Tulisan ini berangkat dari kedukaan, kegelisahan dan upaya mengikat informasi dan fakta secara holistik atas kejadian penembakan gas air mata oleh aparat yang terjadi di dunia dan di Indonesia. Khususnya kedukaan atas jiwa dan keluarga yang terperangkap senjata kimia di stadion kanjuruhan yang mengakibatkan 782 korban yang tidak hanya dewasa, namun juga banyak korban anak, tercatat total korban yang meregang nyawa berjumlah 135 orang. Mata dunia tertuju pada Indonesia, karena dengan korban yang sebegitu banyak, Tragedi Kanjuruhan menjadi peristiwa sepakbola paling berdarah di Asia dengan pelaku yang divonis ringan atau bebas, pihak yang seharusnya bertanggungjawab tidak semua dihadapkan ke pengadilan, yang menambah kesedihan, seluruh restitusi pun diabaikan oleh Negara.

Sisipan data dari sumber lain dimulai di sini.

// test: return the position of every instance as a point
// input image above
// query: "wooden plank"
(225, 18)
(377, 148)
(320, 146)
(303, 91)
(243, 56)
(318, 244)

Keberpihakan aparat penegak hukum pada korban masih menjadi tugas rumah pemerintah. Tulisan ini akan menyajikan seluk beluk sejarah senjata kimia gas air mata di dunia, pengaturan pembatasan penggunaan serta pelarangannya berdasarkan berbagai regulasi. Dibahas juga bahaya akibat fatal penggunaan gas air mata bagi manusia dari dampak luka hingga kematian. Selain itu, akan ada pembahasan mengenai transparansi Negara atas anggaran pengadaan komponen gas air mata, dan inti dari tulisan ini yakni aspek criminal justice pada saksi dan korban penembakan gas air mata.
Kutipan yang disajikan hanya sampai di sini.